Compound Profiling und Screening
The World Health Organization (WHO) considers the spread of microorganisms which are resistant to the most common antibiotics an increasing threat to the well-being of the world population. Not only is the number of patients increasing whose infectious disease can no longer be treated, but also in some circumstances patients with other severe diseases will not be treated if the therapy is accompanied with suppression of the immune system and thus, an increased risk of infection. Thus, new active agents for the treatment of infectious diseases are urgently needed, as well as the responsible use of existing antibiotics. Prerequisites for the discovery of new drugs are relevant biological screening assays together with compound libraries of broad chemical diversity. We perform primary screens, based either on own protocols or on protocols developed by cooperation partners and transferred to our infrastructure. In cooperation with partners we also perform secondary assays to optimize first primary hits.

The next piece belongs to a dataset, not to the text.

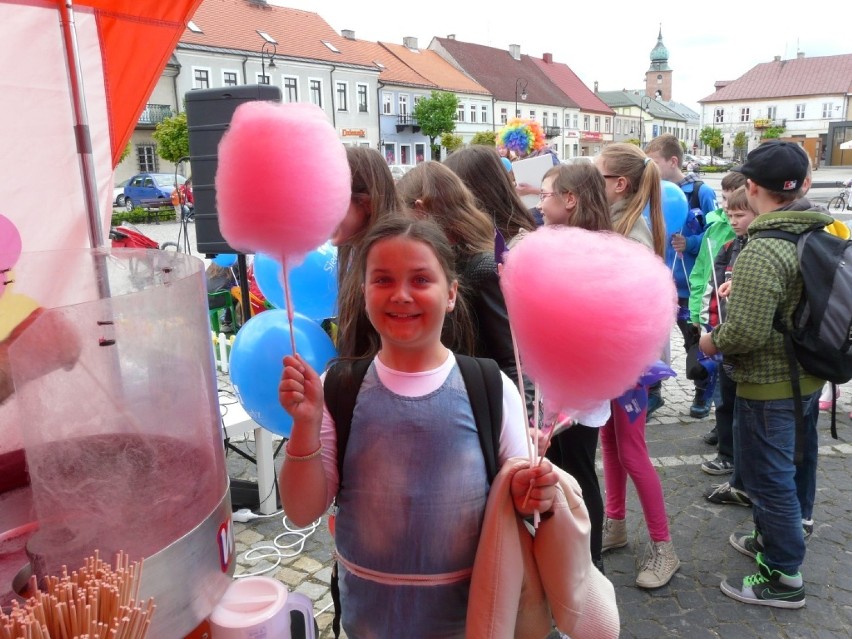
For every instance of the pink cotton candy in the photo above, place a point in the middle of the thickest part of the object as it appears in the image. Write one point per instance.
(283, 183)
(590, 311)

New strategies for new active agents against infections from commensal and persistent bacteria
Bacteria cause infections when they can spread and proliferate unrestrained in the body and the organs of a colonized host. Thus, infections usually result from a pathogen’s penetration of protecting barriers such as skin, mucosa or blood vessels, dissemination via the bloodstream, escape from the immune system and adaptation to the physical and chemical conditions of the newly colonized body niche. Existing antibiotics control spread of bacteria by targeting structures and reaction pathways which are essential for growth and proliferation under almost all conditions, such as protein synthesis or biosynthesis of cell wall components. Consequently, these agents can be widely used, but also resistances rapidly develop and spread. However, it is increasingly recognized that bacteria adapt to their environmental conditions by adjusted gene expression, protein activities and metabolic pathways. Thus, growth and proliferation of a pathogen in a specific body niche may require not only the general essential structures and pathways mentioned above, but also additional proteins, which are essential in only a limited number of body niches and thus could also be exploited as targets for drugs. The application of such drugs would be limited to the treatment of infections of the respective or related body niches. This would contribute to a reduced rate of development and spread of resistant strains, as the applied amounts of such drugs are lower and the selective pressure is also limited to bacteria in the respective body niche.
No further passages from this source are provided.